Why can other filmmakers not manage this? So often I watch a film, or read a book, and feel like I'm being spoon-fed the plot, as if the director or writer feels I'm too moronic to get what's going on. Dan Brown is guilty of this on an epic scale with The Da Vinci Code, and Chris Colombus over-egged the pudding to such a stupid degree in Harry Potter & The Philosopher's Stone that it almost ruined an otherwise enjoyable film. Yet Pixar avoid this trap. Personally, I think it's because they simply enjoy telling stories, and they trust that their viewers can detect and understand the visual clues that tell the story, without having to brow-beat anyone into epiphany.

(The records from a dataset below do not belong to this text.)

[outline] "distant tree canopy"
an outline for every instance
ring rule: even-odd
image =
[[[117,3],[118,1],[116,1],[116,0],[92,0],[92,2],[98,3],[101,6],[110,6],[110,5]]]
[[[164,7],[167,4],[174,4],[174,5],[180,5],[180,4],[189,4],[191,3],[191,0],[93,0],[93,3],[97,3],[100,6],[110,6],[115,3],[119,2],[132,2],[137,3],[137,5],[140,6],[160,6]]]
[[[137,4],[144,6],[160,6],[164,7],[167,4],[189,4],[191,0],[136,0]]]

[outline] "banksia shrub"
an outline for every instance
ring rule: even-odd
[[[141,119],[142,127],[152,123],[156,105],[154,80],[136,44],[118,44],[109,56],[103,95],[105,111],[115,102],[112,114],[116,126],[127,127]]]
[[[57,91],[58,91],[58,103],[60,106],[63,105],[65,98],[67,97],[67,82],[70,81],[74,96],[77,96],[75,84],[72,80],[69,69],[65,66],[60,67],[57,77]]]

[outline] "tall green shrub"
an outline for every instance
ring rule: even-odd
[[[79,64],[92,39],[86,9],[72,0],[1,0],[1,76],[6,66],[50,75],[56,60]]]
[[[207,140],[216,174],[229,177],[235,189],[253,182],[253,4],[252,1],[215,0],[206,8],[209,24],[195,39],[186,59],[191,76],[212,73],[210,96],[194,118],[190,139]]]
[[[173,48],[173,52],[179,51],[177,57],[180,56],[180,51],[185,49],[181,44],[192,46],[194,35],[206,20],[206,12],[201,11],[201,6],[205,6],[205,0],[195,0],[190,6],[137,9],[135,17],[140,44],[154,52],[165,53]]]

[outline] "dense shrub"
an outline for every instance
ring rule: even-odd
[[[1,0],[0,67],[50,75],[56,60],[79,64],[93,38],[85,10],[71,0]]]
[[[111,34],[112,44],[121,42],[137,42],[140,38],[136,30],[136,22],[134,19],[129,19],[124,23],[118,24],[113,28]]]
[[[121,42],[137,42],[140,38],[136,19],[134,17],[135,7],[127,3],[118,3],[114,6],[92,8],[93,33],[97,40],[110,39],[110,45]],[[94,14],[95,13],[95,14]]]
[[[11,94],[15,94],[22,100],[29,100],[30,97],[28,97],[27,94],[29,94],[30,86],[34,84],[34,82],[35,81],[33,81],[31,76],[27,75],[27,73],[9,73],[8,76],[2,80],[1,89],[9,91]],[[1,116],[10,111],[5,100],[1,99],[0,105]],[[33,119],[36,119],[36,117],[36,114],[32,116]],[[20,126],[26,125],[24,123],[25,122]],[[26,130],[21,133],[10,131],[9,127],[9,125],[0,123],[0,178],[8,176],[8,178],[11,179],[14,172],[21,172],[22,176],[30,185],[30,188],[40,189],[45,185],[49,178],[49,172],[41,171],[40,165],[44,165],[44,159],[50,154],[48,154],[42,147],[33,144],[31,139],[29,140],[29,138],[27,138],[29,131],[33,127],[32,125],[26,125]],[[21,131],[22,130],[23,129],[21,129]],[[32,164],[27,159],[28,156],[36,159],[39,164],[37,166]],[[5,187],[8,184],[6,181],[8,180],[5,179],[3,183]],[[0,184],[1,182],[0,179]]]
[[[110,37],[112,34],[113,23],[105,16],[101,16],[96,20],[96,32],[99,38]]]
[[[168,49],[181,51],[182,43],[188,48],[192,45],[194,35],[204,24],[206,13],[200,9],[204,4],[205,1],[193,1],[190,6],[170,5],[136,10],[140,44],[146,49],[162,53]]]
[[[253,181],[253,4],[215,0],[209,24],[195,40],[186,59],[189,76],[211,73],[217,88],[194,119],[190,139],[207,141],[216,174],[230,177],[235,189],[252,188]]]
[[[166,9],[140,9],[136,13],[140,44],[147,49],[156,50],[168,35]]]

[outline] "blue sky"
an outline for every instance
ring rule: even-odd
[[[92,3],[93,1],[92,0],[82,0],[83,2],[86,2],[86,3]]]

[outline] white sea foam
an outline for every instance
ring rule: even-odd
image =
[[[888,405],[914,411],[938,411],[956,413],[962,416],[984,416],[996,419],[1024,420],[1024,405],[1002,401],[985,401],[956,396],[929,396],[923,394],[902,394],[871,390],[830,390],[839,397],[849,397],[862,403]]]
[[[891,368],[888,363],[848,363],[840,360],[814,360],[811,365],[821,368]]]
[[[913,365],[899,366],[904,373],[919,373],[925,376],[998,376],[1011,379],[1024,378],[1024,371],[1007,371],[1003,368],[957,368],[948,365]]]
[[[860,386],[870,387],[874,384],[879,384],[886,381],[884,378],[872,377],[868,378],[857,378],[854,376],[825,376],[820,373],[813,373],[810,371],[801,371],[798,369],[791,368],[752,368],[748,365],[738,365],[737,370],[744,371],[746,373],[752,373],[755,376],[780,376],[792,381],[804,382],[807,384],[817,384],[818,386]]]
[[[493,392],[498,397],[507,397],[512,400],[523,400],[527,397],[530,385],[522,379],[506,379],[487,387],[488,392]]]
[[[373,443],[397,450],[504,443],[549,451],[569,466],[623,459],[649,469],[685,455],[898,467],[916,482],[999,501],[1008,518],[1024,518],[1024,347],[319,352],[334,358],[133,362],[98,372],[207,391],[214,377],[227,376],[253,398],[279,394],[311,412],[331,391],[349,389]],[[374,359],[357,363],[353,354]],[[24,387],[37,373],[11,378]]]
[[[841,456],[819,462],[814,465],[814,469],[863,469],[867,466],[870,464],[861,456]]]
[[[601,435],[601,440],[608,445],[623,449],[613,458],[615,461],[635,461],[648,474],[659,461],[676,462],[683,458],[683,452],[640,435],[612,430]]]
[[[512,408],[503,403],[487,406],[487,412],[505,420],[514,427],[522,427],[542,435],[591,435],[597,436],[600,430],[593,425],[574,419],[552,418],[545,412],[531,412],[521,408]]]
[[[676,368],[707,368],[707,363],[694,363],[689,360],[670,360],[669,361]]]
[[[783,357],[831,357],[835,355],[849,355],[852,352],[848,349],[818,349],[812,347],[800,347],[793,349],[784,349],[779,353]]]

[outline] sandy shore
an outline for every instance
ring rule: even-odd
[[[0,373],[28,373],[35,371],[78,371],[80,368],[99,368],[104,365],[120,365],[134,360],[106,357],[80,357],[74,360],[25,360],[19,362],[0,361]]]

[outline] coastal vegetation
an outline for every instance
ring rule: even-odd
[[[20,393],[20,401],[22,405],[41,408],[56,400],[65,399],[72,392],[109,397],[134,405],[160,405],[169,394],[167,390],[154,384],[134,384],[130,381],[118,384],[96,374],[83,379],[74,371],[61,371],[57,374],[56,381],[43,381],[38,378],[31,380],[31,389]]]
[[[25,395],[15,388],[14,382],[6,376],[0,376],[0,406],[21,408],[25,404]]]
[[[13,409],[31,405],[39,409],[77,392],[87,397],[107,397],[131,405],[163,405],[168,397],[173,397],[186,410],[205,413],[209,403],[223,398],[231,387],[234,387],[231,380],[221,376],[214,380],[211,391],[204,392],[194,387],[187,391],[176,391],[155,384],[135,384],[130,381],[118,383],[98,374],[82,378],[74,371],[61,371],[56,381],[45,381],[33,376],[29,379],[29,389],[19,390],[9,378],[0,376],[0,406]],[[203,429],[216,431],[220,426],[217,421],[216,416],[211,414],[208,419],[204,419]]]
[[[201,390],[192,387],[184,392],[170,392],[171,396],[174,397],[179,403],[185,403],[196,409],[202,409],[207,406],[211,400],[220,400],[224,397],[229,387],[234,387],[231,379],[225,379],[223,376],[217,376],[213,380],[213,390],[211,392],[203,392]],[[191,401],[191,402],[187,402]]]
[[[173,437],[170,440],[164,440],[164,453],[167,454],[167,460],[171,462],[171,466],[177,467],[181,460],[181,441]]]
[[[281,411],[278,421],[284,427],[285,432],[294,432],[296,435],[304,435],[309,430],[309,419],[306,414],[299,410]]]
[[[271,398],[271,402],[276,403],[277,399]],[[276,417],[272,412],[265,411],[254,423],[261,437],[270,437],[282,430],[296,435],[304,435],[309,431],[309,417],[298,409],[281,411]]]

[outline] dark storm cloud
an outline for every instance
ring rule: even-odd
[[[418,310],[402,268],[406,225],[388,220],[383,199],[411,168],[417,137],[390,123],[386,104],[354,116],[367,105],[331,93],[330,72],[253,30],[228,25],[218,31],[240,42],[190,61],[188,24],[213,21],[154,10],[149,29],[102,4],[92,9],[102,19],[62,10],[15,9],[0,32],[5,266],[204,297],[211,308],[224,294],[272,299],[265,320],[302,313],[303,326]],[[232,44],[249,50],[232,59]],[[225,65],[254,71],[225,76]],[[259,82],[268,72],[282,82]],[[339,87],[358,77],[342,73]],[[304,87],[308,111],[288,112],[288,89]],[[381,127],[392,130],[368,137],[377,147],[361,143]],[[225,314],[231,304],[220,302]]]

The trend towards CG films has exploded ever since Toy Story came out in 1995, with varying degrees of success. The first two Shrek films were interesting and enjoyable ventures from Dreamworks, but then they also foisted the godawful Shark Tale upon us. Such a preachy, horrible film carried the core message that you should always be happy with your station in life, and never strive to better yourself because if you do, you'll fail. What kind of ideal is that to be pushing onto people? Yet among all the dross, Pixar have always shone as an example of decent filmmaking. Some of their efforts haven't quite connected as well as others (e.g. A Bug's Life, Ratatouille), but even their 'poor' films are strides ahead of the best films released by their competitors.

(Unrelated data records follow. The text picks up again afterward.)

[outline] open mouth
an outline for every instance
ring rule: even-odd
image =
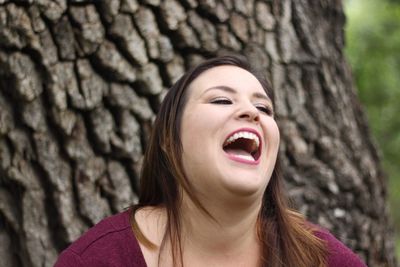
[[[249,131],[238,131],[224,142],[224,151],[235,158],[256,162],[261,155],[260,138]]]

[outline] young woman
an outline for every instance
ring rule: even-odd
[[[290,210],[269,85],[241,57],[205,61],[166,95],[139,203],[74,242],[55,266],[365,266]]]

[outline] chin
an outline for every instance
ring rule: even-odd
[[[230,180],[229,183],[225,185],[227,191],[238,197],[262,196],[267,186],[265,181],[261,181],[261,177],[251,177],[249,175],[243,177],[246,177],[246,179],[240,179],[238,181]]]

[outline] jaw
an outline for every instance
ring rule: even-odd
[[[261,197],[269,181],[266,172],[259,165],[243,164],[230,159],[228,162],[229,164],[220,169],[220,192],[227,192],[231,196],[230,201],[235,197]]]

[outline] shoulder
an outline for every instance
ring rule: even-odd
[[[100,221],[64,250],[55,266],[146,266],[129,217],[130,210]]]
[[[152,243],[160,246],[167,224],[166,209],[162,207],[143,207],[136,211],[135,220],[142,233]]]
[[[317,227],[315,235],[327,244],[329,267],[366,267],[358,255],[339,241],[328,230]]]

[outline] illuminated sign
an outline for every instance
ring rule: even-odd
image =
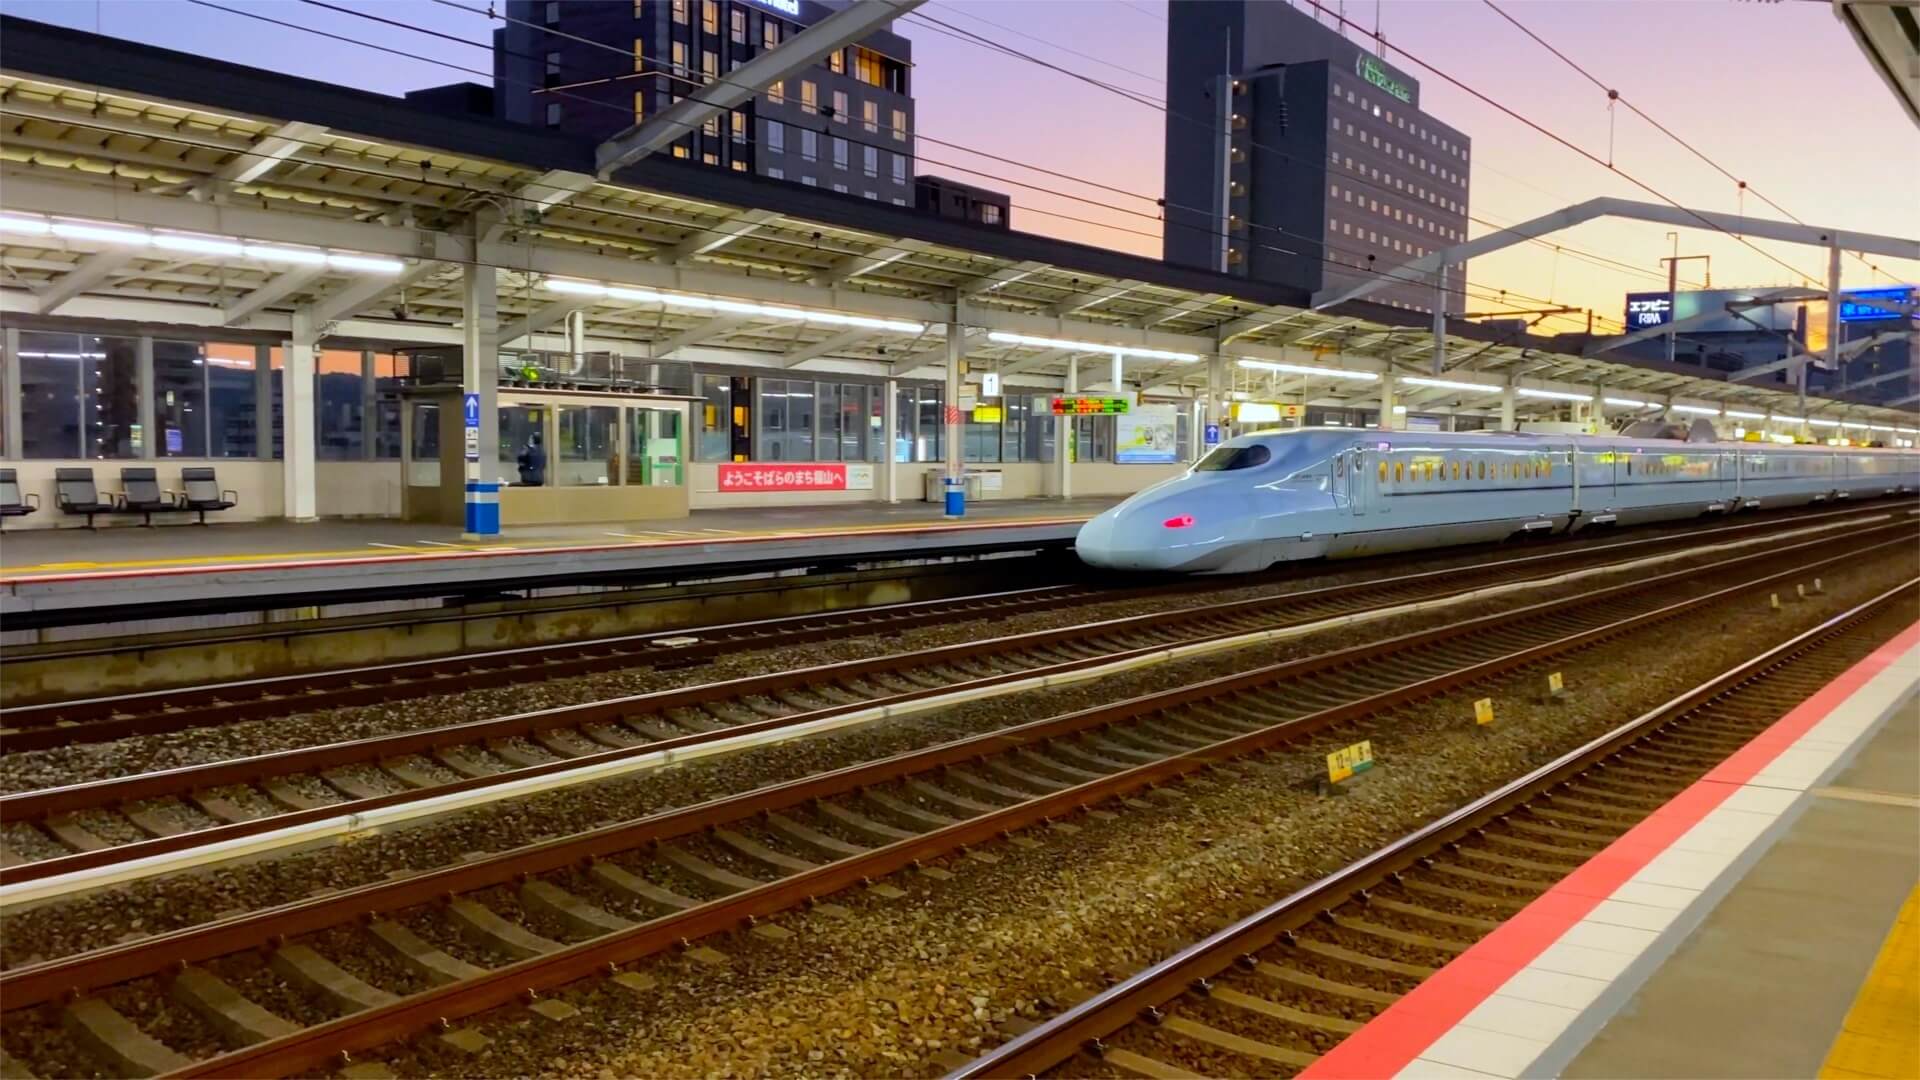
[[[1412,103],[1413,101],[1413,91],[1407,89],[1399,79],[1394,78],[1393,73],[1387,70],[1385,64],[1368,56],[1366,53],[1361,53],[1354,59],[1353,73],[1380,89],[1385,90],[1387,93],[1392,94],[1394,97],[1399,98],[1401,101],[1408,103]]]
[[[782,15],[800,17],[800,0],[754,0],[761,7],[772,8]]]
[[[1645,330],[1673,321],[1673,294],[1642,292],[1627,294],[1627,330]]]
[[[1057,397],[1053,399],[1055,416],[1112,416],[1126,412],[1123,397]]]
[[[1327,779],[1333,783],[1350,779],[1355,773],[1373,768],[1373,741],[1357,742],[1345,750],[1327,755]]]
[[[1899,306],[1913,303],[1913,286],[1895,285],[1885,289],[1852,289],[1840,294],[1841,322],[1873,322],[1898,319]]]
[[[1273,401],[1236,401],[1233,403],[1233,422],[1272,424],[1281,417],[1297,418],[1301,411],[1298,405],[1282,405]]]
[[[976,424],[999,423],[1000,422],[1000,406],[975,405],[973,407],[973,422]]]
[[[719,481],[721,491],[872,491],[873,466],[722,462]]]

I think their success is due in part to their attention to detail. Fur moves like fur, water behaves like water, objects appear to have true weight - all a testament to their partnership with Disney. Old Walt used to send his artists to draw from life, so even if the animals or birds were cartoons, they still had a level of verisimilitude that is unmatched today. Beyond that, they're happy to cast an actor based on how well they fit the role, not on their box office draw at the time of casting. If an A-lister happens to win the role, it's because they're the best person for the job. The characters thus become believeable, and not simply star vehicles.

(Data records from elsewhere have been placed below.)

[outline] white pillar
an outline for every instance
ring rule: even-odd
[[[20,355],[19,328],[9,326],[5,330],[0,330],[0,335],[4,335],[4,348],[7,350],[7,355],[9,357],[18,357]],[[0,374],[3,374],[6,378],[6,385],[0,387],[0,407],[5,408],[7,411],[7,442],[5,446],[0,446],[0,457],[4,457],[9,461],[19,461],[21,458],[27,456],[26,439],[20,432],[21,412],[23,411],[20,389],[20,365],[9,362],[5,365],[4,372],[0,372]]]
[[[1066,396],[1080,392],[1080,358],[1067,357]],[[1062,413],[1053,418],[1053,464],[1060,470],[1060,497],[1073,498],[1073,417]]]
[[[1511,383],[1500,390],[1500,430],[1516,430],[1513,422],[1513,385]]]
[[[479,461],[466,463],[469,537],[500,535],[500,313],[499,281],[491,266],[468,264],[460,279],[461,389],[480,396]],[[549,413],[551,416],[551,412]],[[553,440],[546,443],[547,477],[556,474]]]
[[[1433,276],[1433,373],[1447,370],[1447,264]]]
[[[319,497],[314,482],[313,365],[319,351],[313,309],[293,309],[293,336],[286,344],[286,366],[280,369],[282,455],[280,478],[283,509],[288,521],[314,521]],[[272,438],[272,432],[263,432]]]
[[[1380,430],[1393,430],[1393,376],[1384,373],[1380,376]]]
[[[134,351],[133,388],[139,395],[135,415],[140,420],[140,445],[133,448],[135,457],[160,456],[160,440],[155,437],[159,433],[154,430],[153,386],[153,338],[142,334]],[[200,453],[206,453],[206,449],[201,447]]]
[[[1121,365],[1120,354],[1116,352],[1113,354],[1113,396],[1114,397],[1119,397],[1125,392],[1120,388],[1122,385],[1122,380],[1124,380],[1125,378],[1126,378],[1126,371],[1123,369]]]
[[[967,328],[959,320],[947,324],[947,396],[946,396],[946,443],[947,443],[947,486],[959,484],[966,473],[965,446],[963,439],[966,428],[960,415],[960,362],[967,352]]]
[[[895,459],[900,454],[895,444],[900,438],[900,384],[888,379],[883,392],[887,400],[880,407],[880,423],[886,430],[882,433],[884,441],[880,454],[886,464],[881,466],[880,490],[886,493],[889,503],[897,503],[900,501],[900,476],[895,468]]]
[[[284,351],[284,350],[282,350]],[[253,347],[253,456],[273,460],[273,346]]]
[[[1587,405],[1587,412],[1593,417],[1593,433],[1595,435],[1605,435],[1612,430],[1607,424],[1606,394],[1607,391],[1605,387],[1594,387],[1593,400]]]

Pixar love their craft, and it shines through in the finished film. They tell a story for the pure joy of telling a story - they leave the money-making aspect of the business to Disney. You can go into the cinema feeling burdened by the weight of the world, and come out feeling lighter, as though maybe this crazy lil thing called life isn't so bad after all. And in this day and age, that's no bad thing.

4 comments:

ChloƩ P. Kovac said...

I totally agree with your summary of Pixar and the quality of their films, and what makes their films of such generally high quality.

Icy said...

If anyone can watch Wall-E and not get a lump in their throat when they think Wall-E's had it, then they have no soul!

StephanieD said...

Hi, Icy-

I still have not seen Wall-E, but I loved Ratatouille, which I agree might not have been for everybody. Ratatouille worked for me because I love food and I love to cook (not a foodie though) and so does my 14-year-old son. He's the one who made me watch it. My mouth watered throughout the entire movie!

Icy said...

The graphics were beautiful in Ratatouille and I love the fact that Pixar use caricatures instead of trying to make people look realistic (since CG people are scary), I just didn't 'connect' with the characters as much as I have with other ones! Still, it was a VERY gorgeous movie, and at least had Janeane Garofolo in it!